The next day, Sone-sensei finds Kazuya in the library, and the boy apologizes for never making it to the finish line. Flashbacks reveal that a new salesman has found his way to the Ichimura residence, and his mother continues to make idiotic purchases. As he flips through a book describing Hell, the place he will eventually go to, he asks his teacher what is it that women want to hear the most. Sone-sensei cannot give a good answer, and Kazuya can only think that his mother is easily convinced when she hears that she is called ‘beautiful’.
- The maddening part of this is that I’ve seen some idiot door-to-door salesmen before. In fact, our house now has a ‘no soliciting’ sign on top of the door bell to ward them off, but some of them just don’t learn. So I’m really not surprised about the premise of this episode. In their profession they have to be able to manipulate the buyer’s emotions and really make the ‘sell’, and more often than not, there’s a sucker out there who will take anything just for a good word. So can you really fault them for making a living out of it? It’s not an honest job, but one nonetheless, and certainly not something to be sent to Hell for. Perhaps my viewpoint is clouded by the poor job conditions of today, where people really have to scrape to survive. And this point is a little less relevant considering that Saito gloated over how easy it was to pilfer money out of the Ichimuras.
- I really like having a character like Kazuya in this series, and it’s a shame it’s a one time deal.

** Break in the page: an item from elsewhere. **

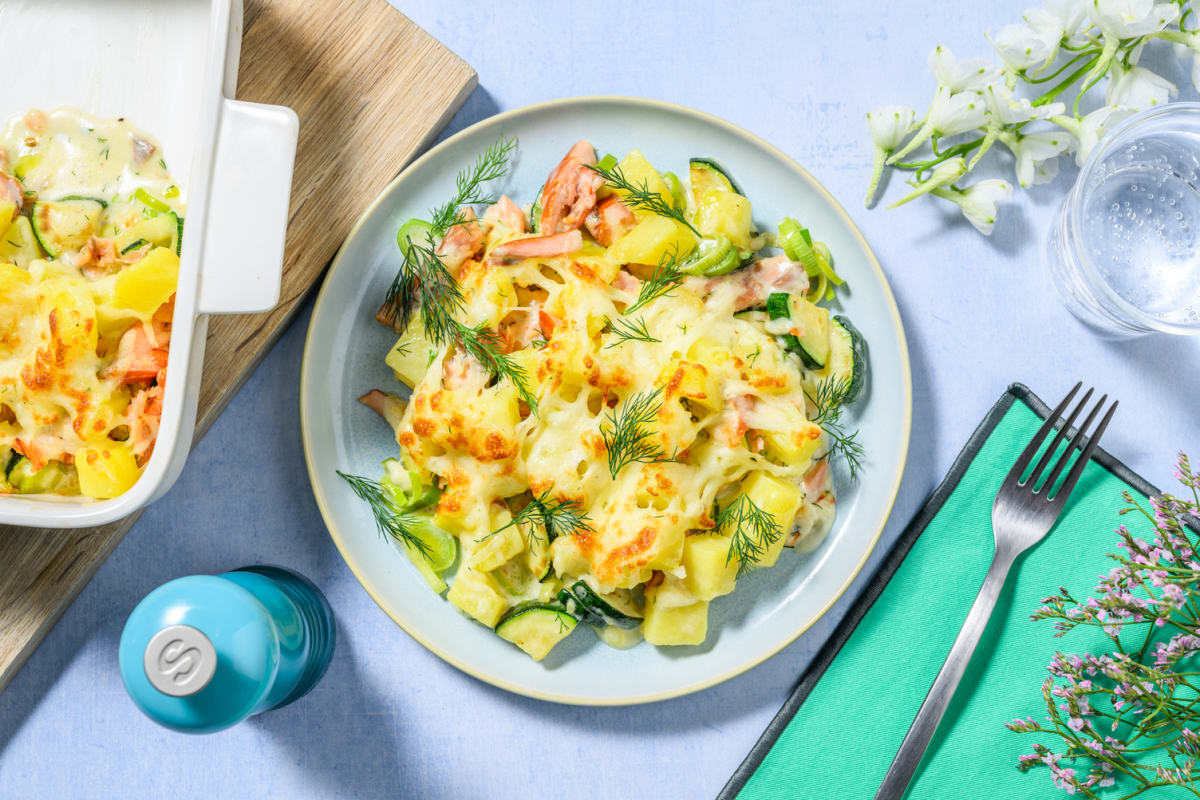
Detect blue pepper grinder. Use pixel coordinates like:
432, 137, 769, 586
119, 566, 335, 733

For the first time in I don’t remember how long, we have a character that actually considers the ramifications of the Jigoku Shoujo contract. A high school kid who actually cares about his future – who knew? To me, he’s the best character to embody “self sacrifice”, as he finds himself willing to go to Hell to save his mother from an endless cycle of buying that would lead the family to financial ruin. With that said, it’s still the case that not everything is best solved by cursing the villain to Hell. As the end of the episode points out, there are plenty more to take one evil’s place.
- The entire episode pretty much stems from having a dysfunctional family. The wife doesn’t feel she has the husband’s attention, and dresses up more and takes more drastic actions in order to get that attention. Unfortunately, the man of the house is busy with work, etc., and never notices her, leading her to get that attention from outside sources. The shameful truth of society, unfortunately. From what I hear, it’s especially prevalent in Japanese families, where the head of the house is still a salaryman and is beset by stress and the onslaught of work. To think this could’ve all been avoided with a simple “You look beautiful” or something is really quite depressing.
- There are three main symbols in the episode – the goldfish, the mirror, and the dragon. We can look at each of them in a little more detail.
- GOLDFISH – The classic symbol of money and wealth (though these days, you have those humongous silver dragonfish swimming around in Chinese restaurants). I find it somewhat ironic that as the salesman went to Hell, the goldfish in Kazuya’s room upended itself. Perhaps that goldfish is more linked with the prosperity in Kazuya’s future, and how it’s now all for naught as he will descend to Hell when he dies.
- MIRROR – Mirrors can represent a lot of things, but to me, the mirror in this episode is an exclamation of vanity and superficial beauty. Notice how much time Kazuya’s mother spends in front of one and you’ll see it pretty quickly.
- DRAGON – I’m going to go away from the Asian symbol of the dragon and adopt a more Western approach. Classical Western mythology has the dragon beeing the strongest symbol of evil, a sign of temptations and sins. Therefore, it was considered an honor to slay the dragon in name of justice and of all that is good in the kingdom. Think King Arthur times on this one. Anyway, the focus isn’t on the dragon itself, but on the dragon’s forked tongue and the “fire” it breathes. It really does symbolize a salesman very well, doesn’t it? It does in my head.
- Whew, if you couldn’t tell, I really liked this episode. Haven’t written this much on Jigoku Shoujo in quite a few episodes. Maybe ever.